The principle by which the multiple properties of BJ2000 should culminate into sustained growth inhibition was demonstrated in comparison with its derived inhibitor FD105. In contrast to the latter, BJ2000 antiproliferative activity in A431 cells was partially retained as long as 5 days after a 2-h drug exposure. The complete loss of activity of FD105 and the marked inactivity of TEM, a known DNA-damaging agent, in the A431 cells, suggest that the sustained antiproliferative activity of our C-molecule may result from an interactive effect between its DNA-damaging component and its signal transduction inhibitory properties. This assumption may be further corroborated by our demonstration of the ability of the C-molecule to block MAPK phosphorylation and c-fos gene expression at low concentrations (1-3 µM). Because MAPK is a critical signal transduction protein known to induce c-fos gene expression and to mediate the mitogenic effects of EGF-activated signaling (Davis, 1993, 1995), blockade of EGFR autophosphorylation by our C-molecule and by its derived inhibitor I may translate into inhibition of downstream signaling associated with expression of genes required to rescue the cells. Indeed, Kaina et al. (1997) demonstrated that c-fos-deficient cells exhibited a more severe mutagen-induced block to DNA replication and were compromised in the abolition of replication blockage. Thus, the mechanism by which blockade of EGF-induced signal transduction by the TK inhibitory element down-regulates DNA repair enzymes (e.g., AGT and DNA glycosylases) or other critical proteins can be evoked to rationalize the EGFR-mediated sustained inhibition of proliferation induced by our C-molecule. We are now verifying this hypothesis by analyzing the regulatory DNA repair genes induced in response to cell exposure to our C-molecules.

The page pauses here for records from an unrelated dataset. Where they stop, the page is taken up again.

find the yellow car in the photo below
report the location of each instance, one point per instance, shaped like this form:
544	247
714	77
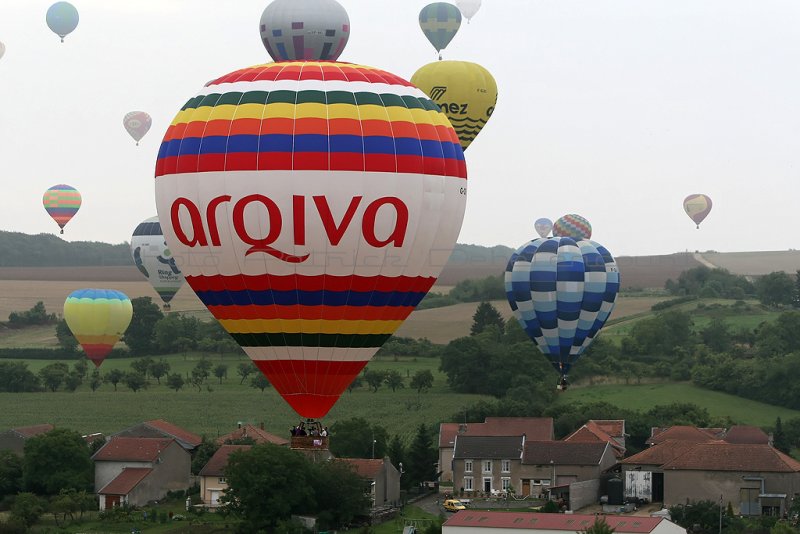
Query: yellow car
454	505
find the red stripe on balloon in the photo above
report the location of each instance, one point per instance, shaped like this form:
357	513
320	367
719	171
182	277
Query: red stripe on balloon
310	387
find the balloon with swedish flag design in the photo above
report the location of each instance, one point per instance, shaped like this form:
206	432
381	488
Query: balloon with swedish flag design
97	319
311	206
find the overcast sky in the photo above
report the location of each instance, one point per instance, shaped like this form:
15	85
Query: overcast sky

In summary, the testing of our Combi-Targeting postulates has led to the development of a potent molecule capable of behaving as a masked form of multiple effects: 1) direct inhibition of EGFR autophosphorylation, 2) inhibition of the same target by its derived inhibitor I, 3) induction of DNA damage and perhaps covalent damage of EGFR, 4) sustained growth inhibitory activity, and 5) inhibition of EGFR-mediated MAPK activation and c-fos gene expression. Thus, our work may contribute to the development of novel binary tumor targeting strategies with the prospect of circumventing the adverse effects associated with the lack of selectivity and potency of classical chemotherapy.